The flexible piece 1 has to be stretched and the positioning member 11 on the corners of the flexible piece 1 are attracted to the magnetic members 4 of the female mold 3. The melted material 5 is inflated and connected to the flexible piece 1 so that the flexible piece 1 and the melted material 5 do not separate from each other by any impact. The flexible piece 1 prevents the tool box from scratching the table surface and from slipping on smooth surface.

FIG. 7 shows the second embodiment of the present invention wherein the flexible piece 1 includes holes 10 defined in corners or the opposite sides thereof. The inside 30 of the female mold 3 includes protrusions 35 so that the holes 10 are mounted to the protrusions 35 to position the flexible piece 1.

While we have shown and described the embodiment in accordance with the present invention, it should be clear to those skilled in the art that further embodiments may be made without departing from the scope of the present invention.

Claims

1. A tool box comprising: a plastic case formed by way of blow molding and a flexible piece integrally formed on an outside of the plastic case during processes of the blow molding.

2. The tool box as claimed in claim 1, wherein the flexible piece is connected to an inside of a female mold which is cooperated with a male mold, a melted plastic material is located between the male and female molds and blown by air, the melted plastic material is inflated and matches the insides of the male and female molds, the flexible piece is securely connected to the melted plastic material.

3. The tool box as claimed in claim 2, wherein the flexible piece includes holes and positioning members are engaged with the holes.

4. The tool box as claimed in claim 3, wherein the positioning members are made of metallic material and attracted to magnetic members connected to the inside of the female mold.
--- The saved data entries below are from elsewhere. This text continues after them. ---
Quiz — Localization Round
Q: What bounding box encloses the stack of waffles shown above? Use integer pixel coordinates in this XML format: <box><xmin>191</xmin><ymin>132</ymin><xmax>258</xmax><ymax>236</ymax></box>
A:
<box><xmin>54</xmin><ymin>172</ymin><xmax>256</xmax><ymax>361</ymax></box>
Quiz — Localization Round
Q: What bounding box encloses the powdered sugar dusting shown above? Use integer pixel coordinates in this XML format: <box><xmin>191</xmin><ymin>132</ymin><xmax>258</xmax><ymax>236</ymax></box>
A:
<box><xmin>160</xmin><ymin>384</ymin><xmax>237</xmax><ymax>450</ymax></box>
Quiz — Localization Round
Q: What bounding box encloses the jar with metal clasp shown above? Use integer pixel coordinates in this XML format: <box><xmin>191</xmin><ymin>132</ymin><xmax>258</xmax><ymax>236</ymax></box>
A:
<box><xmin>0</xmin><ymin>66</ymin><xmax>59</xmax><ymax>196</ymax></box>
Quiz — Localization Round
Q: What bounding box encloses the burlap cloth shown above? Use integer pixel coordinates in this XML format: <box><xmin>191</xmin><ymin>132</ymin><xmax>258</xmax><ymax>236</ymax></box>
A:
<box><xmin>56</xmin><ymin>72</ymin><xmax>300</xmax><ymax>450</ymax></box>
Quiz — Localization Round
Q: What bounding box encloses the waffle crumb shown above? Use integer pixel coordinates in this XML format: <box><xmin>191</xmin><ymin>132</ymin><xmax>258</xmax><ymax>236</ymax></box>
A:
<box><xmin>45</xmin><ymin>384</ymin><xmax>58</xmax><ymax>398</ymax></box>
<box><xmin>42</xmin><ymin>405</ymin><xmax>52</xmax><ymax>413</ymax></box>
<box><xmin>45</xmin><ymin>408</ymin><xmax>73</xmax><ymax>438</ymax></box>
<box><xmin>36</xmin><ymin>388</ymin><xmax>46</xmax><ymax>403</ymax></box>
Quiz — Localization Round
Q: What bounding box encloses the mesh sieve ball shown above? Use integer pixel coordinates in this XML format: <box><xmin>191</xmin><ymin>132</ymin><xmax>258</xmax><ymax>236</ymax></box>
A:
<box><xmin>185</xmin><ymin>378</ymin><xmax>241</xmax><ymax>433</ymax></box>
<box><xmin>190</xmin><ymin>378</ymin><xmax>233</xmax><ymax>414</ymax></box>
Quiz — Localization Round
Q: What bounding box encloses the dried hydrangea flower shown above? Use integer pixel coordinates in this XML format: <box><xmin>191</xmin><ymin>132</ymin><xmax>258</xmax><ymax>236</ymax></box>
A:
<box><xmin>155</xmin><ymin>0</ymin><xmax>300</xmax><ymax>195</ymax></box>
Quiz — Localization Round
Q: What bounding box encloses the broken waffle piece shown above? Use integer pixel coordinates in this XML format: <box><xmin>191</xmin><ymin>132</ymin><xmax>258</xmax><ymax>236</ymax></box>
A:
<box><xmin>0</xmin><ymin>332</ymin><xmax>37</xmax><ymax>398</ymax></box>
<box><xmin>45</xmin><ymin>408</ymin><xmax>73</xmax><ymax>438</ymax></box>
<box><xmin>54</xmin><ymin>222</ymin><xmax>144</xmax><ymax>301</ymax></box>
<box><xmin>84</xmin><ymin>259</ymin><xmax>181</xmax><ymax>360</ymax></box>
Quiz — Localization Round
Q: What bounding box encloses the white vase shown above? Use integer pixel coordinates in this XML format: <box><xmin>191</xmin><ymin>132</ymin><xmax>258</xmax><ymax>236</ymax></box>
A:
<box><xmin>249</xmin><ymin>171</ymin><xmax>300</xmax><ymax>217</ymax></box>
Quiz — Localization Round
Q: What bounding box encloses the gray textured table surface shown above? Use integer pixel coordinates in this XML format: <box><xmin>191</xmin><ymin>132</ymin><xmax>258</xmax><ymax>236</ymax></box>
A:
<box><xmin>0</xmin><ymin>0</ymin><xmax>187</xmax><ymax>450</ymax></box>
5. The tool box as claimed in claim 3, wherein the female mold includes recesses defined therein and the positioning members are inserted into the recesses of the female mold so as to position the flexible piece.

6. The tool box as claimed in claim 4, wherein the female mold includes recesses defined therein and the magnetic members are located in the recesses.

7. The tool box as claimed in claim 6, wherein each of the magnetic members is mounted by a separation member which is located between an inside of the recess and the magnetic member.

8. The tool box as claimed in claim 6, wherein the positioning members are connected to corners of the flexible piece or the opposite sides of the flexible piece.

9. The tool box as claimed in claim 6, wherein the flexible piece includes holes defined in corners of the flexible piece or the opposite sides of the flexible piece, the inside of the female mold includes protrusions which extend through the holes.

10. The tool box as claimed in claim 5, wherein the female mold includes recesses defined therein and the magnetic members are located in the recesses.

11. The tool box as claimed in claim 10, wherein each of the magnetic members is mounted by a separation member which is located between an inside of the recess and the magnetic member.

12. The tool box as claimed in claim 10, wherein the positioning members are made of metallic material and located at corners of the flexible piece or opposite sides of the flexible piece.

13. The tool box as claimed in claim 10, wherein the flexible piece includes holes defined in corners of the flexible piece or the opposite sides of the flexible piece, the inside of the female mold includes protrusions which extend through the holes.

14. The tool box as claimed in claim 12, wherein the flexible piece includes holes defined in corners of the flexible piece or the opposite sides of the flexible piece, the inside of the female mold includes protrusions which extend through the holes.